3.4 Des marchés d'exportation en restructuration
Les exportations de l'UE vers les marchés non européens montrent des dynamiques contrastées. Les marchés traditionnels reculent :
| Marché | 2015 (M€) | 2025 (M€) | Variation |
|---|---|---|---|
| Royaume-Uni | 220 | 134 | −39 % |
| Russie | 109 | 57 | −47 % |
| Mexique | 33 | 9 | −71 % |
En revanche, certains marchés progressent fortement :
| Marché | 2015 (M€) | 2025 (M€) | Variation |
|---|---|---|---|
| États-Unis | 55 | 101 | +83 % |
| Turquie | 41 | 104 | +154 % |
| Suisse | 149 | 189 | +27 % |
Source : Principaux partenaires à l'exportation
La progression vers la Turquie (+154 %) est particulièrement notable et peut s'expliquer par des réexportations ou des fournitures à l'industrie textile turque. La Suisse reste un marché stable et lucratif, avec des prix unitaires parmi les plus élevés.
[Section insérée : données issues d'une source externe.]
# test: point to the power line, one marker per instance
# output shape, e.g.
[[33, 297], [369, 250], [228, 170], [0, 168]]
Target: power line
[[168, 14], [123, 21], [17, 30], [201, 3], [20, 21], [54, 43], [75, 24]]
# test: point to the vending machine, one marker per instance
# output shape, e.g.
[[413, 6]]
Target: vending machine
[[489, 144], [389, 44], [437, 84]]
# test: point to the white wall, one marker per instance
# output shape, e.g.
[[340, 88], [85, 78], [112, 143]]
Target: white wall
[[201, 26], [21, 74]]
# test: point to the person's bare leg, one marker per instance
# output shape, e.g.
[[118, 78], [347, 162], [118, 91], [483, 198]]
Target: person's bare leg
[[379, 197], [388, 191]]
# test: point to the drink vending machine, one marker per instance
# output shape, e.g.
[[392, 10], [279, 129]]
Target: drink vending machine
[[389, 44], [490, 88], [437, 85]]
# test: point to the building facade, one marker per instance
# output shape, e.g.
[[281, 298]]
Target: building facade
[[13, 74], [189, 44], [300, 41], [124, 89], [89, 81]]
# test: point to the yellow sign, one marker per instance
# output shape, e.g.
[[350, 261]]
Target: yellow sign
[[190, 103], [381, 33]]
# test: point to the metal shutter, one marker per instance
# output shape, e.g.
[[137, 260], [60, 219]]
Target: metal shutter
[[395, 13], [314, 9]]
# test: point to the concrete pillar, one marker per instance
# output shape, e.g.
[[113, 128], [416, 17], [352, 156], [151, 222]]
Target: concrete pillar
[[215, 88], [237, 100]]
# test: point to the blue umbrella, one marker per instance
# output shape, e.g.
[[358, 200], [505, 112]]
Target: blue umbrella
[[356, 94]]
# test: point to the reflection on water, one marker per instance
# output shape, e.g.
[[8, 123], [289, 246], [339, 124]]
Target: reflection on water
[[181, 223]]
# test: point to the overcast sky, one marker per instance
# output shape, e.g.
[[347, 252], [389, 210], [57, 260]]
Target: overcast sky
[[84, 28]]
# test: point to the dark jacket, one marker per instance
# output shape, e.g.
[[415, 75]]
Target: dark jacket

Les États-Unis ont doublé leurs importations depuis l'UE entre 2015 et 2022, avant un recul partiel en 2023.
Enfin, l'Ukraine est devenue un marché en forte croissance pour les exportations européennes, passant de 11 millions d'euros en 2015 à 55 millions en 2025, probablement en lien avec la reconfiguration des flux commerciaux induite par le conflit.
Conclusion
Le marché européen des pantalons coton femme (CN 620462) a profondément évolué entre 2015 et 2025, sous l'effet de tendances structurelles et de chocs conjoncturels. Trois grandes dynamiques se dégagent :
-
La reconfiguration géographique de l'approvisionnement : le Bangladesh s'est imposé comme le fournisseur dominant de l'UE, dépassant la Chine dont les parts ont fondu. Le Pakistan et le Cambodge ont également gagné des parts de marché significatives, tandis que les fournisseurs méditerranéens (Maroc, Tunisie) ont perdu du terrain.
-
L'accélération de la dépendance aux importations : avec un taux de dépendance nette de 81 % et une production européenne en chute libre (−70 % en volume depuis 2003), l'UE est désormais quasi-totalement tributaire de l'extérieur pour satisfaire sa demande. Le déficit commercial dépasse les 3 milliards d'euros.
-
L'impact des chocs géopolitiques : le Brexit a durablement réduit les exportations vers le Royaume-Uni, les sanctions contre la Russie ont fermé un marché important, et l'inflation de 2022 a entraîné des hausses de prix significatives sur les importations. Ces événements ont accéléré la restructuration des flux commerciaux et poussé l'UE à diversifier ses partenaires.
À l'horizon, la concentration de l'approvisionnement sur le Bangladesh (30 % des importations) et la volatilité géopolitique constituent des facteurs de vulnérabilité pour le marché européen, tandis que les initiatives de reshoring et les exigences environnementales croissantes (taxe carbone aux frontières) pourraient redessiner les équilibres du secteur dans les années à venir.